The solution that we are taking to solving this is like saying that we would like a gallon of milk so we drive to the middle of a cow pasture, stick our heads out the window and hope that a gallon of milk hits us in the hand. The root of the issue is that fundamentally isn’t how it works. The problem isn’t with the software, application, or the IoT device. The problem is at the development team and product manager level. The problem is that there is a lack of desire to do what it takes to make software development a success in this space. So we dump huge amounts of money into trying to solve the issue through the use of software to try to fix software. As an industry we have gotten to the point where we are adding layer upon layer trying to solve an issue without addressing the underlying problem.

I see this more and more being compounded as I talk through some of the conferences, the conversations can usually be broken down into a hand full of different categories:

  • We implemented tools, they were so loud so the just turned it off.
  • We implemented tools, then white listed everything so now we are secure…
  • We implemented tools, then struggled to the point where struggle became our normal mode of operation.
  • We implemented tools, and made it someone elses issue.

But the interesting point of all of this is that the tools aren’t the problem and they really aren’t the solution. The base of the issue is that most of the development teams that I have interacted with do not have a fundamental understanding of what security is beyond the need to watchout for sql injection and cross site scripting. The problem is that they don’t know the why. Education is something that has to break through he static of the daily standup, there needs to be real integration of security as part of the development community and the conversations that spring out of that need to permeate to higher levels.

Part of this conversation goes back to my own frustration that I experienced working as a developer. The main problem that I would run into as a developer was the fact that I worked in complicated spaces, spaces where nuance matters. When you are dealing with a complex piece of code simplifying it will only get you so far before you start to destroy some of the value that is offered. There is a reason that complex business rules exist. Optimizations help recover something that’s lost.

So how do we turn this around? I think that the Infosec Color Wheel is a good start, because it places security and developers on a level playing field.
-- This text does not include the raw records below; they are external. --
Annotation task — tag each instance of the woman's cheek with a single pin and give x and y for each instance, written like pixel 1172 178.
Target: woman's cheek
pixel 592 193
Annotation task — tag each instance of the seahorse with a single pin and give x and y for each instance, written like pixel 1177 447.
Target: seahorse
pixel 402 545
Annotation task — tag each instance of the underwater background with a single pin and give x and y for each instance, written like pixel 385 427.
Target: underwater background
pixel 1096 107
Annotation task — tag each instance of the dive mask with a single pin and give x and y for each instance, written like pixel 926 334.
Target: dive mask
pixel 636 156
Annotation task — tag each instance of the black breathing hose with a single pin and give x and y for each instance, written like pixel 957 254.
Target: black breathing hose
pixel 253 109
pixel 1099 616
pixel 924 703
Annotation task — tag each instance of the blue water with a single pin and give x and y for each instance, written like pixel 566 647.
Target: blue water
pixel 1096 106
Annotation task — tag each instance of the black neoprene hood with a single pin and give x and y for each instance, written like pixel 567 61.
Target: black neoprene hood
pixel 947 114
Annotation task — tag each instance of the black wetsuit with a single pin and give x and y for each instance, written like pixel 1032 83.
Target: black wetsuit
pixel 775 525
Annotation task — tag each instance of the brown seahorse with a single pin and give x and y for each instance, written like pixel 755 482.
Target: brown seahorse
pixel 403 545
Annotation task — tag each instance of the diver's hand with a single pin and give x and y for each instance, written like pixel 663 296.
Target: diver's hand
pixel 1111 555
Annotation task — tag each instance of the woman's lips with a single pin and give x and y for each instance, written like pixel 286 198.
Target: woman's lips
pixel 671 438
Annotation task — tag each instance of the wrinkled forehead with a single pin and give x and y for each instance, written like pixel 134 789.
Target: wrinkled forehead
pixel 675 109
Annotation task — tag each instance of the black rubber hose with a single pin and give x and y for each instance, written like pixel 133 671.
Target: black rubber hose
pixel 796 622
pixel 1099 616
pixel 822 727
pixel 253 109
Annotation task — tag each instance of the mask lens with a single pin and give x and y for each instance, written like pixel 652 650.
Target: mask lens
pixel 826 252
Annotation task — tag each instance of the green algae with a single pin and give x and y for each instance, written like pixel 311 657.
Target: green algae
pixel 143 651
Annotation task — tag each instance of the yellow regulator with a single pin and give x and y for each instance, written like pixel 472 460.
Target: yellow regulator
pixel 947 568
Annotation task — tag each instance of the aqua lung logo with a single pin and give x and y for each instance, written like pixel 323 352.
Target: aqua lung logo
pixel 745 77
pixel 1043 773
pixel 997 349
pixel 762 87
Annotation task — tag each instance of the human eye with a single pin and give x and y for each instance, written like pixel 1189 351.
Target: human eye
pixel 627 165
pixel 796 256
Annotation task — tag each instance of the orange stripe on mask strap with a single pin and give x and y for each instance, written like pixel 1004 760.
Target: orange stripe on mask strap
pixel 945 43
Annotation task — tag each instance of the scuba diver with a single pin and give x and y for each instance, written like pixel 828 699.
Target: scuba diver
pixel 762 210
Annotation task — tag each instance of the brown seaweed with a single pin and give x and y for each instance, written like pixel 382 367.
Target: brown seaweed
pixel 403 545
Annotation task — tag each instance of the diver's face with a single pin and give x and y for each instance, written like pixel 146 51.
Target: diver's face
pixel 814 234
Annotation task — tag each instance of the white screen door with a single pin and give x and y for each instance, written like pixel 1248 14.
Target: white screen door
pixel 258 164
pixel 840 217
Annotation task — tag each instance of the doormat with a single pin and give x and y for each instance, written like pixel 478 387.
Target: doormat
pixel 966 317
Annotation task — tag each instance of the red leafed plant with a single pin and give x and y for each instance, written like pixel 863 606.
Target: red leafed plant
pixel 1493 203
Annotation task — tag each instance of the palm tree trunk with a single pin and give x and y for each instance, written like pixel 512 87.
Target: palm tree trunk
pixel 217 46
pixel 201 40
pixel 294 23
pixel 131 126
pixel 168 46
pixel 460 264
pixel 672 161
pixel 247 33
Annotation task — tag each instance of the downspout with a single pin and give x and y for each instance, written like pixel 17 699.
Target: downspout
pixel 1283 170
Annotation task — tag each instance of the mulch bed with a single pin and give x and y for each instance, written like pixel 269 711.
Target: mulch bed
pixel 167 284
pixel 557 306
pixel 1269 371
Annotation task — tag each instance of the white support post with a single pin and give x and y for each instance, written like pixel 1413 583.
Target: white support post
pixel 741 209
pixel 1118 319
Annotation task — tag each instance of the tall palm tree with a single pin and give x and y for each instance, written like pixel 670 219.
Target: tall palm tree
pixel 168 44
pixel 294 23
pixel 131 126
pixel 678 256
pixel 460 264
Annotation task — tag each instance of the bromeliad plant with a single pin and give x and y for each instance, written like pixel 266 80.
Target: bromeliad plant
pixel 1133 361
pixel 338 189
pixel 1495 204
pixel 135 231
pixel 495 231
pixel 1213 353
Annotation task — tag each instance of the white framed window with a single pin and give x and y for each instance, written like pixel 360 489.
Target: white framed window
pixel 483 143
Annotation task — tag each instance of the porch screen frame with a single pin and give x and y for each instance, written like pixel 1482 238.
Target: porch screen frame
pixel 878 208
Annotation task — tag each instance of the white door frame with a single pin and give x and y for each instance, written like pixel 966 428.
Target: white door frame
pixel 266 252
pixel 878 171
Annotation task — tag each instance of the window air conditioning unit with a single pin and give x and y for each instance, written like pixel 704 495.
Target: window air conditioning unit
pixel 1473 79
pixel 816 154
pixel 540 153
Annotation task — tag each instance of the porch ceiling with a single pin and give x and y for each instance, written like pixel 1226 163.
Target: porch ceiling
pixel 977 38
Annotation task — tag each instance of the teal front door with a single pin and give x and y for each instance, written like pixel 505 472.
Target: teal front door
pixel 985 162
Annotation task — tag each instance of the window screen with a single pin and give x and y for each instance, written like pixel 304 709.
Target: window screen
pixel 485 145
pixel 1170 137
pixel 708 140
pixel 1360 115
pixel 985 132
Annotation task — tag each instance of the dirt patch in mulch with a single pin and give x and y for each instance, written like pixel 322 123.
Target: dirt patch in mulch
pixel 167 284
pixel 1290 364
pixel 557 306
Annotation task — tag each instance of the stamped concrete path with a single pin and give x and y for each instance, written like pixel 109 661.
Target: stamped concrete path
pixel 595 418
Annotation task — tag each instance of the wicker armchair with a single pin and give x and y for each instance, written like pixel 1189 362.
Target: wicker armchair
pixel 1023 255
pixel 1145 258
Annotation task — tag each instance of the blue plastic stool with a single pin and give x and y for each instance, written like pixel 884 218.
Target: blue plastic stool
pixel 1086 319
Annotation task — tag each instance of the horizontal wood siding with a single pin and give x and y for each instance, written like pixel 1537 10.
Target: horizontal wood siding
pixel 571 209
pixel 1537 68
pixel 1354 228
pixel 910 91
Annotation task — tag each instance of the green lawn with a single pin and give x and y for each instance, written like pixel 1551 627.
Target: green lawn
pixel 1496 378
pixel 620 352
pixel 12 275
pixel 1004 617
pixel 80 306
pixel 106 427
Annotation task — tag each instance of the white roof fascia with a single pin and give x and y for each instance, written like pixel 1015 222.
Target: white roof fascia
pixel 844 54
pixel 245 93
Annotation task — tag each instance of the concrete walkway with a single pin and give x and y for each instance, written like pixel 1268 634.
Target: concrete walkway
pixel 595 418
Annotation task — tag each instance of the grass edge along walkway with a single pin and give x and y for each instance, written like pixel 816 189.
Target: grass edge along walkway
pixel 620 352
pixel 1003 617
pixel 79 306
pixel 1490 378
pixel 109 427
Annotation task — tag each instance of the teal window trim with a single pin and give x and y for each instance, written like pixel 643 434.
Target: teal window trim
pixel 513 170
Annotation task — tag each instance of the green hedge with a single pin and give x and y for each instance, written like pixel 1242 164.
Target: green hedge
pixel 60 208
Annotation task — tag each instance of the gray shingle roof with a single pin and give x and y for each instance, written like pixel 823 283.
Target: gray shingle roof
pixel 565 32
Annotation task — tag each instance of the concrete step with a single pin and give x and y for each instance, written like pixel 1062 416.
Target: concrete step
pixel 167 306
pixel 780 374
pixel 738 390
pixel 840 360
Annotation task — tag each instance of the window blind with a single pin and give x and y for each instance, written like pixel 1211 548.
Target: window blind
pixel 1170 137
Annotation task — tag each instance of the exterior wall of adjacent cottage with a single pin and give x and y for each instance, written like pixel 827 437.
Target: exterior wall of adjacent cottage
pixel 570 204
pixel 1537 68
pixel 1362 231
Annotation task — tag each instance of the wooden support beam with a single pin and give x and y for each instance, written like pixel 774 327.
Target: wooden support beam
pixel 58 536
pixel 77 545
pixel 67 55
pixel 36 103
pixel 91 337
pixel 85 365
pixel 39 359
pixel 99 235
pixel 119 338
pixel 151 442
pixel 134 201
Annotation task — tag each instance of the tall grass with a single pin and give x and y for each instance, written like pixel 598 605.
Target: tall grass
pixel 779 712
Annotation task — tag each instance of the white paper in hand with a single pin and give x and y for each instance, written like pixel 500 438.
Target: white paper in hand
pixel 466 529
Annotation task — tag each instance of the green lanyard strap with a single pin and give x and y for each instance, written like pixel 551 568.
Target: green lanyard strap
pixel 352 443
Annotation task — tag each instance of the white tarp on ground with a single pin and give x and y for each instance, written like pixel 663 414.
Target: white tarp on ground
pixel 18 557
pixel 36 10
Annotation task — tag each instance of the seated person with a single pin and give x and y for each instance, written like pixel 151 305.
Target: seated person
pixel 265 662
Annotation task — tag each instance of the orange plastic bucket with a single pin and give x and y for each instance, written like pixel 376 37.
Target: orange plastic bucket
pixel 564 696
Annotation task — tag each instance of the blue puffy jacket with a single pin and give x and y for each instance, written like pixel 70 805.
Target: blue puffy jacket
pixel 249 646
It shows where they exist as part of the security community. The problem with the standard red and blue, is that when security starts talking about patching servers and adding firewalls, the development team checks out. Those aren’t part of their world for the most part. But from personal experience if you start talking to developers and developer management about resilience and code based issues you have far more involvement from the teams. Like I said before this isn’t something that the security community can solve, we have to get to the development teams and get them to the table, talk about relevant application based security, and get them thinking about topics like Threat Modeling.